Evaluation of hepatocyte culture in porous polymer (PDMS) Research on adhesion or survival of hepatocyte cell line C3A in porous polymer Lactate dehydrogenase (LDH), a stable cytoplasmic enzyme in cell lysis Is released. The amount of LDH released is proportional to the number of lysed cells. The CytoTox 96 cytotoxicity assay kit (Promega) was used to assess the adherence of C3A cells within the porous polymer matrix by quantifying the number of viable cells. Collagen culture plates and “MatriGel” 3D cultures were used as controls.

  FIG. 6 shows the results of cell adhesion assessment for LDH assay after 24 hours of culture of hepatocyte cell line C3A on porous PDMS polymer substrate. Similar results were observed for the LDH assay after 7 days of culture and are shown in FIG. Based on the results of the LDH assay, it is readily concluded that the hepatocyte 3A4 cell line can be cultured in the disclosed porous polymer substrate and cell attachment is comparable to collagen standards.
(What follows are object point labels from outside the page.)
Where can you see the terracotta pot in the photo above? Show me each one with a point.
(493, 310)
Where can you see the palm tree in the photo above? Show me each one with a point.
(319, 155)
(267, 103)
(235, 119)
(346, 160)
Fig. 8 shows the results of LDH assay of primary human hepatocyte culture in collagen and the porous polymer of the present invention (PDMS) in comparison with and without inducer. ing. The inducer was 10 micromolar final concentration of rifampin.

Gene expression analysis of primary human hepatocytes cultured in porous PDMS using collagen as a normalization standard Maintaining long-term culture of functionally stable primary human hepatocytes in drug metabolism studies for drug discovery This is the main purpose. Gene expression of various genetic markers is a reliable way to evaluate the corresponding cell function. In the disclosed analysis, real-time quantitative PCR was used to identify gene expression at the mRNA level. Ten genetic markers listed in Table 1 were selected based on their role in hepatocyte specific functions.

  FIG. 9 shows the results of gene expression levels of primary human hepatocytes in the disclosed composition against collagen as a normalization criterion. The results in FIG. 9 show that the primary human hepatocytes cultured in the porous PDMS of the present invention are all the 10 types of genetic markers used to express hepatocytes measured as expression log 10 (relative amount). Expressed: ABCB1 (900), ABCB2 (905), ALB (910), CEBPA (915), 1A2 (920), 2B6 (925), 34A (930), GJB1 (935), HNF4a (940), and UGT1 (945).

Example 1
Medium Preparation Polydimethylsiloxane (PDMS) was used as a base material to demonstrate the manner in which the disclosed medium was made and used. PDMS related materials were prepared using a Sylgard-182 PDMS elastomer kit from Dow-Corning. A 9: 1 mass ratio Sylgard-182A / Sylgard-182B mixture was mixed with sugar crystals in a 1: 3 or slightly higher volume ratio of the desired size distribution. By sieving commercially available granular sugar (sucrose) through various size sieves, sugar crystals having the desired size distribution are obtained and then placed in a centrifuge at 2,400 rpm for 1 hour. The PDMS prepolymer was densely packed with sugar crystals and then degassed in vacuo before curing at 75 ° C. for about 3 hours. Sugar crystals were leached from the cured PDMS polymeric substrate using deionized water in a heated ultrasonic bath at a temperature of about 40 to about 70 ° C. for about 8 hours. The leached substrate was washed with deionized water and then dried under vacuum in a sterile environment for about 24 hours. The resulting porous PDMS material was examined under a microscope and found to have interconnected pore structure and high optical transparency. The porous PDMS material was easily cut to the desired size and thickness for cell culture purposes, for example with scissors, laser, punch, and similar equipment and methods.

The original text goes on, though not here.